Bacchante triste - Renée Vivien
Le jour ne perce plus de flèches arrogantes
Les bois émerveillés de la beauté des nuits,
Et c’est l’heure troublée où dansent les Bacchantes
Parmi l’accablement des rythmes alanguis.
Leurs cheveux emmêlés pleurent le sang des vignes,
Leurs pieds vifs sont légers comme l’aile des vents,
Et la rose des chairs, la souplesse des lignes
Ont peuplé la forêt de sourires mouvants.
La plus jeune a des chants qui rappellent le râle :
Sa gorge d’amoureuse est lourde de sanglots.
Elle n’est point pareille aux autres, – elle est pâle ;
Son front a l’amertume et l’orage des flots.
Le vin où le soleil des vendanges persiste
Ne lui ramène plus le génëreux oubli ;
Elle est ivre à demi, mais son ivresse est triste,
Et les feuillages noirs ceignent son front pâli.
Tout en elle est lassé des fausses allégresses.
Et le pressentiment des froids et durs matins
Vient corrompre la flamme et le miel des caresses.
Elle songe, parmi les roses des festins.
Celle-là se souvient des baisers qu’on oublie…
Elle n’apprendra pas le désir sans douleurs,
Celle qui voit toujours avec mélancolie
Au fond des soirs d’orgie agoniser les fleurs.
Publié en 1901 dans le recueil Etudes et préludes
Renée Vivien, née Pauline Mary Tarn à Londres en 1877, incarne la poésie amoureuse rebelle et mélancolique de la Belle Époque.
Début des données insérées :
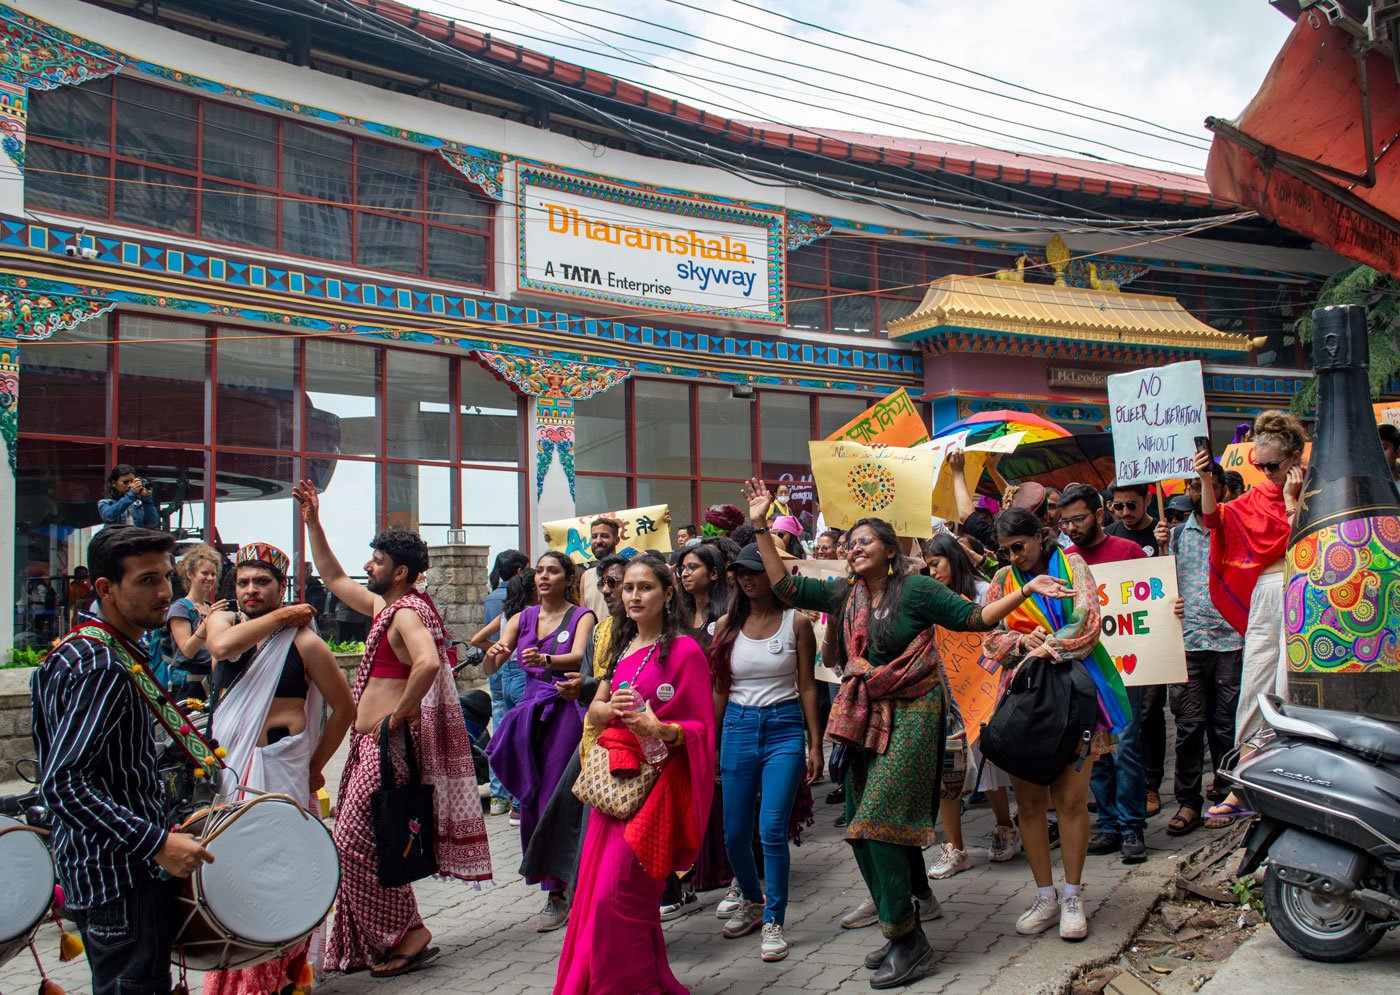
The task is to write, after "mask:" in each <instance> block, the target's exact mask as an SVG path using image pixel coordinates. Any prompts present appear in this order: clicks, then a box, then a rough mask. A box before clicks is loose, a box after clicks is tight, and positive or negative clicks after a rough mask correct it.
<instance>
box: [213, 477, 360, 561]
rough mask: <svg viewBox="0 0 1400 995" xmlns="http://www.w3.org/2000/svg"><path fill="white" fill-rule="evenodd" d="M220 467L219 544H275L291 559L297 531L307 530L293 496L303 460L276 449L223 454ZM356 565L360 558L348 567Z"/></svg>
mask: <svg viewBox="0 0 1400 995" xmlns="http://www.w3.org/2000/svg"><path fill="white" fill-rule="evenodd" d="M217 467H218V469H217V473H218V476H217V480H216V486H214V487H216V495H214V500H216V505H214V515H216V522H214V526H216V528H217V529H218V542H221V543H234V544H237V546H242V544H245V543H255V542H256V543H272V544H273V546H276V547H277V549H280V550H281V551H283V553H286V554H287V556H288V557H291V556H294V551H293V542H291V539H293V529H300V528H301V522H300V518H298V515H297V508H295V504H297V502H295V501H294V500H293V497H291V487H293V484H294V483H295V481H297V460H295V459H294V458H291V456H273V455H270V453H256V452H220V453H218V462H217ZM360 500H363V497H361V498H360ZM363 542H370V537H368V536H365V537H364V539H363ZM358 563H364V561H363V560H361V561H358ZM353 564H356V560H350V561H349V563H347V564H346V567H349V568H350V570H353V568H354V567H353Z"/></svg>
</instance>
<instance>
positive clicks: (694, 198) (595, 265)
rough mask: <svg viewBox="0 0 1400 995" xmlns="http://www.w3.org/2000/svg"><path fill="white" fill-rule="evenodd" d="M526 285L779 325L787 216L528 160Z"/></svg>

Héritière d’une fortune familiale, elle fuit l’Angleterre victorienne à 21 ans pour écrire en français à Paris, transformant ses passions féminines – de Natalie Barney à la baronne Hélène de Zuylen – en vers d’une sensualité tragique. Son poème Bacchante triste (1901) révèle cette alchimie entre désir et désenchantement : sous les apparences d’une fête dionysiaque, la jeune bacchante pâle symbolise l’amour impossible, « ivre à demi » mais hantée par « l’amertume des flots » et « l’agonie des fleurs ». Vivien y transpose sa propre dualité – entre excès mondains et quête mystique – tout en renouant avec la tradition de Sapho, dont elle fut la première à traduire les chants érotiques en français moderne. Morte à 32 ans après une vie de tourments romantiques et de dépendances, son œuvre préserve l’écho des « rythmes alanguis » d’une époque où aimer autrement restait un crime social, faisant d’elle une voix intemporelle des marges amoureuses.